Ein Mercedes hupt und der Fahrer wedelt mit der Hand. »Idiot«, zischt der Oberbürgermeister und Parteivorsitzende, zeigt sein bekanntes Grinsen und winkt zurück. Um zehn kommt diese Wirtschaftsdelegation aus China, überlegt er dabei missmutig. Mittagessen im Casino. Später mit dem Hubschrauber ab nach Wien. Um 15 Uhr der Termin beim Kanzler, um 18 Uhr weiter nach Graz, anschließend die Rede im Kunsthaus, und um 20.30 Uhr das Treffen mit Vertrauensleuten in Gleisdorf. Ach zum Teufel, ärgert sich Hannes Rieder, ich hätte meine Kritiker vernichten sollen, als sie noch nicht so stark waren. Späte Einsicht. Jetzt heißt es, einer Abspaltung von Spitzer zuvorzukommen. Aber da heißt es schnell handeln, sonst ist es zu spät.

An der nächsten Kreuzung hält sich Rieder links und schaltet die Musikanlage ab. In langsamer Fahrt gondelt er den Kai entlang und kann bereits die Türme des Schlosses Mirabell erkennen, als eine Gruppe von Touristen, ohne auf den Verkehr zu achten, die Fahrbahn überquert. Fluchend latscht Rieder aufs Bremspedal, und der weiße BMW kommt mit quietschenden Reifen zum Stillstand. Eine hübsche Blondine huscht ebenfalls noch schnell über die Straße, stutzt, eilt zurück zu Rieders Wagen und klopft an die Seitenscheibe.

»Na so was. Der Herr Oberbürgermeister. Guten Morgen.«

Freundlich grüßt er das schöne Kind. »Ein wundervoller Tag, nicht wahr? Ich hoffe, es geht Ihnen gut. Falls nicht, würde ich alles dafür tun, das zu ändern.«

»Lieb von Ihnen. Wenn doch alle Politiker so wären. Wen soll man in diesem Land denn noch wählen, außer Sie?«

»Tatsächlich? Wie schön«, antwortet Rieder geschmeichelt und überreicht seiner Verehrerin eine Visitenkarte, während die Ampel auf Grün springt. »Falls ich Ihnen einmal behilflich sein kann, rufen Sie mich doch einfach an. Sie ahnen ja gar nicht, wie sehr mich Ihre Worte freuen. Könnten doch alle die Dinge so sehen, wie Sie.«

***

Zum selben Zeitpunkt steht in Wien der 42 Jahre alte Grazer Oberstleutnant Peter Zoff am Fenster des kleinen, stickigen Büros in der dritten Etage des Polizeizentrums Lichtenwerder Platz, putzt seine runde Nickelbrille und setzt sie seufzend wieder auf. Ein prüfender Blick ins Fensterglas. Das glänzende brünette Haar, das ihm in die Stirn fällt, die etwas zu große Nase und die hellen Augen, die so distanziert und spöttisch in die Welt gucken, ergeben ein interessantes Gesicht, das ihn jünger erscheinen lässt, als er tatsächlich ist. Noch haben Zoffs Dünnhäutigkeit und sein zunehmender Zynismus keine sichtbaren Spuren hinterlassen.

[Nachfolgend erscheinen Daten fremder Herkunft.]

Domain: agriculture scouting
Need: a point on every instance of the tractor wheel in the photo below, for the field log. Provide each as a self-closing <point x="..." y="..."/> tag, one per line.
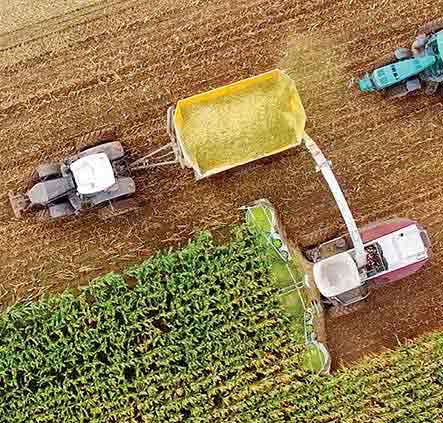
<point x="432" y="26"/>
<point x="432" y="88"/>
<point x="42" y="215"/>
<point x="403" y="53"/>
<point x="44" y="172"/>
<point x="387" y="59"/>
<point x="397" y="91"/>
<point x="95" y="138"/>
<point x="118" y="208"/>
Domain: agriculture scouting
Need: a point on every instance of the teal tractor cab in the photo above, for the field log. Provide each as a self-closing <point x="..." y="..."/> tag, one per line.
<point x="410" y="70"/>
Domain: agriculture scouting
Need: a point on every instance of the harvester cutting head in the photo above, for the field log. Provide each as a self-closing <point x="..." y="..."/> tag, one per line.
<point x="395" y="249"/>
<point x="97" y="176"/>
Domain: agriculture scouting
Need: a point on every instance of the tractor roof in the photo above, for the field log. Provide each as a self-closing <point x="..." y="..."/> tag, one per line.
<point x="336" y="275"/>
<point x="93" y="173"/>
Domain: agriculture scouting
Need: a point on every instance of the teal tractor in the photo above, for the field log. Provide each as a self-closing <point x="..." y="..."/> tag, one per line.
<point x="410" y="70"/>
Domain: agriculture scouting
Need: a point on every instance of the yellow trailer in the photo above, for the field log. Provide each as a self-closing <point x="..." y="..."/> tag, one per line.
<point x="233" y="125"/>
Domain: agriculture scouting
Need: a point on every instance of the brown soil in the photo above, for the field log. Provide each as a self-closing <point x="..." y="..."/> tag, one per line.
<point x="127" y="62"/>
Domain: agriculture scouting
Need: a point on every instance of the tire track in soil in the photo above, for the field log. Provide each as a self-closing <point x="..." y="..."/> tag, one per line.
<point x="376" y="146"/>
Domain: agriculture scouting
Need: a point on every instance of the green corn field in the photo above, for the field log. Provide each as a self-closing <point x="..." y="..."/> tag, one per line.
<point x="202" y="337"/>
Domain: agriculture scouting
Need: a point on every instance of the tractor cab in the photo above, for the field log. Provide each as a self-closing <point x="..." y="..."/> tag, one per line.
<point x="93" y="174"/>
<point x="339" y="280"/>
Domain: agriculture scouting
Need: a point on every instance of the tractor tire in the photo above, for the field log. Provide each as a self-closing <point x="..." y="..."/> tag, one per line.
<point x="397" y="91"/>
<point x="99" y="137"/>
<point x="387" y="59"/>
<point x="118" y="208"/>
<point x="44" y="172"/>
<point x="432" y="88"/>
<point x="403" y="53"/>
<point x="432" y="26"/>
<point x="42" y="215"/>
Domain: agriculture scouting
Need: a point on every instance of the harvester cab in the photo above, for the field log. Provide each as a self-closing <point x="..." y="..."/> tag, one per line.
<point x="410" y="70"/>
<point x="379" y="253"/>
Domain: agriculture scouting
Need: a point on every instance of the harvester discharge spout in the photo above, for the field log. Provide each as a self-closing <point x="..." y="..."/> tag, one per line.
<point x="324" y="166"/>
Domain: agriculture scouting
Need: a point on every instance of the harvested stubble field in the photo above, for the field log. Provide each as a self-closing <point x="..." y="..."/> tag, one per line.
<point x="126" y="62"/>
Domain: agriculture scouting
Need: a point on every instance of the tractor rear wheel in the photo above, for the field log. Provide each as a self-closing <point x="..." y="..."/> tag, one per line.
<point x="387" y="59"/>
<point x="118" y="208"/>
<point x="432" y="26"/>
<point x="432" y="88"/>
<point x="99" y="137"/>
<point x="403" y="53"/>
<point x="396" y="91"/>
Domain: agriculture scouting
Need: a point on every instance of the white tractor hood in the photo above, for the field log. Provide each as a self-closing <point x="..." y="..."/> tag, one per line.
<point x="93" y="173"/>
<point x="336" y="275"/>
<point x="403" y="247"/>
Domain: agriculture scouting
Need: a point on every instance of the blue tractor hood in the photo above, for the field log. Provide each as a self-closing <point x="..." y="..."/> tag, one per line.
<point x="395" y="73"/>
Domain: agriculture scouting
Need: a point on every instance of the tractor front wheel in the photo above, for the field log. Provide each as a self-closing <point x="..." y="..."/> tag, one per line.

»Schwarze Hosen, schwarzes Hemd und schwarzes Sakko. Schlecht drauf heute?«, flachst der 51-jährige Chefinspektor Martin Forstinger, mit dem sich Zoff das Zimmer teilt.

»Scheint so«, brummt Zoff und schließt das Fenster. Schlagartig reduziert sich der Verkehrslärm auf ein dumpfes Rauschen. »Ich hasse diese Stadt«, gesteht er, dreht sich um, betrachtet die wild zusammengewürfelten alten Möbel, zieht gereizt die Augenbrauen hoch und seufzt. Es stinkt hier. Aber wonach?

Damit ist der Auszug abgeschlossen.